El 5 de diciembre de 1976 un Boeing 747, conocido como Jumbo, aterrizó por primera vez en Medellín. Ese día la mitad de los habitantes de la ciudad quedó mirando para el cielo es
perando la llegada del aparato. El hecho se comentó durante días con sus noches y se elevó a la categoría de “héroe” al capitán Álvaro Jaramillo, por haber metido semejante nave a un campo de aviación casi en medio de la villa.
En los años 60 del siglo pasado el almacén Caravana inauguró la primera escalera eléctrica que se conoció en Medellín. Los padres y abuelos cuentan que la romería de gente para montar en el sistema no se había visto en la ciudad. No iban a ninguna parte, simplemente llegaban, subían, volvían a bajar y así hasta que satisfacían su curiosidad y se iban sin comprar nada.
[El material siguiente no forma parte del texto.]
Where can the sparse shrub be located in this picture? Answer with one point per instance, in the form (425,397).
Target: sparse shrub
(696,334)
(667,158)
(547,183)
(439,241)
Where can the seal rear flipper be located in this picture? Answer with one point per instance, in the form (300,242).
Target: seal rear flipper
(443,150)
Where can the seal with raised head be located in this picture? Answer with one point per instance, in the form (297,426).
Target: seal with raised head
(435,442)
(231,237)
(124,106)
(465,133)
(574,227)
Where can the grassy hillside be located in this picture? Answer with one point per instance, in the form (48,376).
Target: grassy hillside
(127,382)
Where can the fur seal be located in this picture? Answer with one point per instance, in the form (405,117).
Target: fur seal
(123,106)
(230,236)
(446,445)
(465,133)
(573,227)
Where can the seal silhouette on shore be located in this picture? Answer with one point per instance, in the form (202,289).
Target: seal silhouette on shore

Al fin y al cabo, era gratis.
El paseo decembrino de 1995 fue ir a montar en metro, aprovechando que estaba sin cobro. Tampoco importó hacer fila y las largas esperas para ingresar al sistema e ir a ninguna parte en los trenes. Hacíamos el viaje hasta Niquía y de ahí a Itagüí, nos bajábamos en todas las estaciones y, por única vez, viajamos apretados y felices en los vagones.
Hoy en día el Metro, el Metrocable y hasta el Metroplús son destinos turísticos. No son los lugares a los que nos llevan, no, son los medios, el destino. Visitante que arriba a Medellín tiene que montar en Metro, como si no hubiera ninguno más en el mundo. Y para eso tenemos una respuesta “sí, hay muchos en el mundo, pero este es más limpio papá”. Nunca supimos quién lo decretó, pero tampoco tenemos quién nos desmienta. El Metrocable a veces tiene lugareños que verdaderamente lo necesita, pero gran parte del tiempo las cabinas están llenas de gente que no vive en la zona, sino que van “a montar en Metrocable”, como si fuera una atracción del Parque Norte.
Ese sentido de pueblo que nos acompaña aún, así queramos negarlo, despierta ternura y evocación de aquella Medellín en la que todo era nuevo, en la que las novedades del mundo ponían a hablar a la parroquia, desde la llegada del primer automóvil, hace 120 años, hasta la puesta en marcha del túnel más largo de Latinoamérica.
Gente, vuelvan al centro por estos días, para que vean parques renovados, jardines verdes y una avenida que quedó muy bonita. Con gente de aquí y uno que otro mono por ahí abriendo la boca, pero es nuestro centro y a lo mejor no hay ninguno así en otra parte, tan caótico, pero tan nuevecito. Con esa promesa de venta descrestamos.